Friday, January 13, 2012

Climate change involves not just CO2, but also soot and methane

A couple of important studies on climate change have recently hit the news.  First came a report on the biggest emitters of carbon dioxide within the United States, EPA: Power plants are top global warming culprits. According to the Environmental Protection Agency power plants released 72 percent of the industrial greenhouse gases this past year.

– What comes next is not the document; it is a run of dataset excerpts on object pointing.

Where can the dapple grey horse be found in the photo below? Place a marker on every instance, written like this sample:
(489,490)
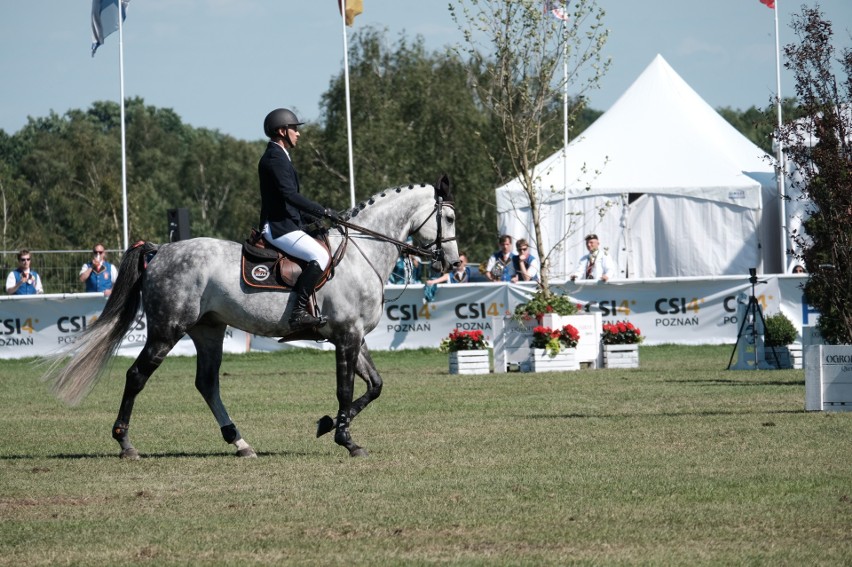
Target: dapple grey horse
(194,287)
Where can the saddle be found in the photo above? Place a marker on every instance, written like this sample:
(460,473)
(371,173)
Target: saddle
(266,267)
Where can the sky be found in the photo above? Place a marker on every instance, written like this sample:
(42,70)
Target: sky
(223,64)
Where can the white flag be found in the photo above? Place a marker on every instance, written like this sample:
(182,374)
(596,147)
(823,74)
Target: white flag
(105,20)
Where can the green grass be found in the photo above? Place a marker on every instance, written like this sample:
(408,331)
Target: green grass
(678,462)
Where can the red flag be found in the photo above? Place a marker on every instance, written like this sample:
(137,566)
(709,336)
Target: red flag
(353,8)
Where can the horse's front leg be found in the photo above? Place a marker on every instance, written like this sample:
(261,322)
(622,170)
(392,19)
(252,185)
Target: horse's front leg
(347,359)
(366,370)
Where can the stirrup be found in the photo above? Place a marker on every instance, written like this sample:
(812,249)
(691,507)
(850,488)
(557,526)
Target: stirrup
(301,319)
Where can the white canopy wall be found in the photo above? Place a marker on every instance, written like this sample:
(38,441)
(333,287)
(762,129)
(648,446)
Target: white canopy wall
(669,186)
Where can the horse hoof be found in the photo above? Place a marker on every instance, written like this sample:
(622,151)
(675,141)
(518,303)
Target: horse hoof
(324,425)
(129,454)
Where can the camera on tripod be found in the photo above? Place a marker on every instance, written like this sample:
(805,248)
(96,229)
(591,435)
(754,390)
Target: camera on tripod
(751,329)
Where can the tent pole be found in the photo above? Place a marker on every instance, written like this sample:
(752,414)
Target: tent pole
(781,169)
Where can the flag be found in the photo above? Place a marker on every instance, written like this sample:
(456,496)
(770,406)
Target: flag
(105,20)
(353,8)
(558,9)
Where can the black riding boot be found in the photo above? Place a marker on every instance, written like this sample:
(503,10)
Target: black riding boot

The biggest culprits were coal-fired plants followed by oil refineries.

While it is tempting to simply point to the energy sector as the villains of our exorbitant carbon dioxide emissions, yet they are helping to fulfill the needs of us American energy addicts.  In addition to focusing on cleaning up the power plants and refineries, we too must look at ways of curbing our use of fossil fuels.

In another report an international team of scientist are recommending that in addition to focusing our attention on decreasing carbon dioxide emissions we should also be working to reduce discharges of methane and soot, Climate change not just about CO2; study says cut methane, soot to slow warming, save lives.  It has been calculated that there are 10 to 1 returns on investments for efforts to reduce soot and methane.  Just within the United States it is estimated 14,000 air pollution deaths in people older than 30 by the year 2030 could be prevented. Additionally, a reduction in methane and soot could, over  the next 30 years, diminish by about 0.8 degrees Fahrenheit projected warming in the U.S.

Additional information on the impact of soot is available from an article published in 2010 by Sanford University, Best hope for saving Artic sea ice is cutting soot emissions, says stanford researcher.